Raw sequencing data was first processed through the Cogent NGS Immune Profiler software using standard settings. This resulted in an unbalanced dataset that was subsequently used for all proportional analyses and is subsequently referred to as the immune profiler dataset. To mitigate bias introduced through unequal RNA input, we included a subsampling step in the data processing. Higher RNA input amounts led to lower repertoire coverage and thus a lower oversequencing threshold (reads per unique molecular identifier).

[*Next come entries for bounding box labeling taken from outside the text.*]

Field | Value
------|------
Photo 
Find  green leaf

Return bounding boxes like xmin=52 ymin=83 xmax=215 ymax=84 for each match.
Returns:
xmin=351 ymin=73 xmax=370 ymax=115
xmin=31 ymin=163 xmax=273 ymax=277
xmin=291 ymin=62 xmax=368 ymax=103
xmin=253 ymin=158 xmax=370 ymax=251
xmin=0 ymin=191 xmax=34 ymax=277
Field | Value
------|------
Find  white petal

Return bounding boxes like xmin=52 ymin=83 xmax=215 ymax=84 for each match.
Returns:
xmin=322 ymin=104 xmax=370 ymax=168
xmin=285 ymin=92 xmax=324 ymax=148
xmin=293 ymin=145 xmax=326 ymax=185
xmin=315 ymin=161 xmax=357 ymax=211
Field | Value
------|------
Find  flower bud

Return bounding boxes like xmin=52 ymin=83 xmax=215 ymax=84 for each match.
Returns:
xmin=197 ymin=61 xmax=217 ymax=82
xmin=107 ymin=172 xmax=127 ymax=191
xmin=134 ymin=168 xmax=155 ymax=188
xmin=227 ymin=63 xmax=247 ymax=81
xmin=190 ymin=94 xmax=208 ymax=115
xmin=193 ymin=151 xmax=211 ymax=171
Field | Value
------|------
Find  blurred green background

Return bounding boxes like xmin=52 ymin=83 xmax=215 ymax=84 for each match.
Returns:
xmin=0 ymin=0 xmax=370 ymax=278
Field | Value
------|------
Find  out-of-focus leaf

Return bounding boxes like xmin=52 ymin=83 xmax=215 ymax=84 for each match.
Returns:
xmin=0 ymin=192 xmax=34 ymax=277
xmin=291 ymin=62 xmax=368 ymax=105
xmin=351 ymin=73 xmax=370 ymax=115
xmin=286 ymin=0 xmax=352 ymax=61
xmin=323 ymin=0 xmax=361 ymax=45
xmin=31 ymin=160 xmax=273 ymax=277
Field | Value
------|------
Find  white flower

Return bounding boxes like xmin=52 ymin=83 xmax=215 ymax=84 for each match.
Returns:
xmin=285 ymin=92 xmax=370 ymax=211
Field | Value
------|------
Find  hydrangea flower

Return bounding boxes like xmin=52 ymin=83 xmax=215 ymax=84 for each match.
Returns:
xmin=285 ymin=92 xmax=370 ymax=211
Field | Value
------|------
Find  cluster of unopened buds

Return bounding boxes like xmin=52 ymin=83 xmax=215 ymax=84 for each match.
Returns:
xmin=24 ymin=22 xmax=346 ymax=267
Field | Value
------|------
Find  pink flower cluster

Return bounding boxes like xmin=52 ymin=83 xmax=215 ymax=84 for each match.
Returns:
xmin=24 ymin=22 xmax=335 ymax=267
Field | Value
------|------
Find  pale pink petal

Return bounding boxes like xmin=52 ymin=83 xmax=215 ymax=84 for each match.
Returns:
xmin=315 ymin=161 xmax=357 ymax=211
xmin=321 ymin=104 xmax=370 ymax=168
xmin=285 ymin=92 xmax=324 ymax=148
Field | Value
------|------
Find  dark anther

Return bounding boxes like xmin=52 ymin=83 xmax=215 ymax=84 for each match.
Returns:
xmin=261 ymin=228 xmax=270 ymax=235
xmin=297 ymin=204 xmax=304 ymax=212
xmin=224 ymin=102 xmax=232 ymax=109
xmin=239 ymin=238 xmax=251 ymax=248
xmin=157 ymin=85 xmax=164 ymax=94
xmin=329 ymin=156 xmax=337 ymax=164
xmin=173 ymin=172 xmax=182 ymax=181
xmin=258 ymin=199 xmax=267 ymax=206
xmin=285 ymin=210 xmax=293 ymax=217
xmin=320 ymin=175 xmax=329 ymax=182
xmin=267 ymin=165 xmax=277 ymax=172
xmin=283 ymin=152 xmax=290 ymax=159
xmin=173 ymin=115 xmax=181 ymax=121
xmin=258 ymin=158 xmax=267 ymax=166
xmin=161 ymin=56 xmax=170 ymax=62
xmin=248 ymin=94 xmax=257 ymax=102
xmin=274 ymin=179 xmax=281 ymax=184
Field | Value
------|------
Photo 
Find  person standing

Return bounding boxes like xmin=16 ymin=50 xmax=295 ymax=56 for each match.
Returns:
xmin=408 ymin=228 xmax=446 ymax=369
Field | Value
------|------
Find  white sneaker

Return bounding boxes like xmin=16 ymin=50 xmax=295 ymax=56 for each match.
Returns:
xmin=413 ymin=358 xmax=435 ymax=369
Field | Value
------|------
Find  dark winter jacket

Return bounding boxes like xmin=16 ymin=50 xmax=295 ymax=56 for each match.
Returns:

We therefore integrated an additional subsampling step on the level of collapsed reads prior to clonotyping in MIXCR. To do so, oversequencing threshold in MIGEC was manually set to 1, allowing all reads at this initial stage to be kept. Subsampling was performed by sample and clonal chain. A cut-off threshold of 2 was selected for the sample with the lowest read number (Ctrl3, TRA, R1) to remove low-coverage, low-fidelity singletons while keeping the most possible data. This led to 13,139 collapsed reads for this particular sample. All other samples were then subsampled to this same number of collapsed reads, starting from highest sequencing depth, retaining the best quality reads. Resulting unique molecular identifier coverage distributions and cut-off thresholds are shown in supplementary figure S1 (in the appendix). Subsampled reads were then run through MIXCR for sequence assembly and clonotyping and resulting sequence numbers are shown in table 2. Junction length and gene proportion analyses were performed on the immune profiler dataset whereas repertoire diversity, which is more sensitive to input bias, was calculated on the subsampled dataset.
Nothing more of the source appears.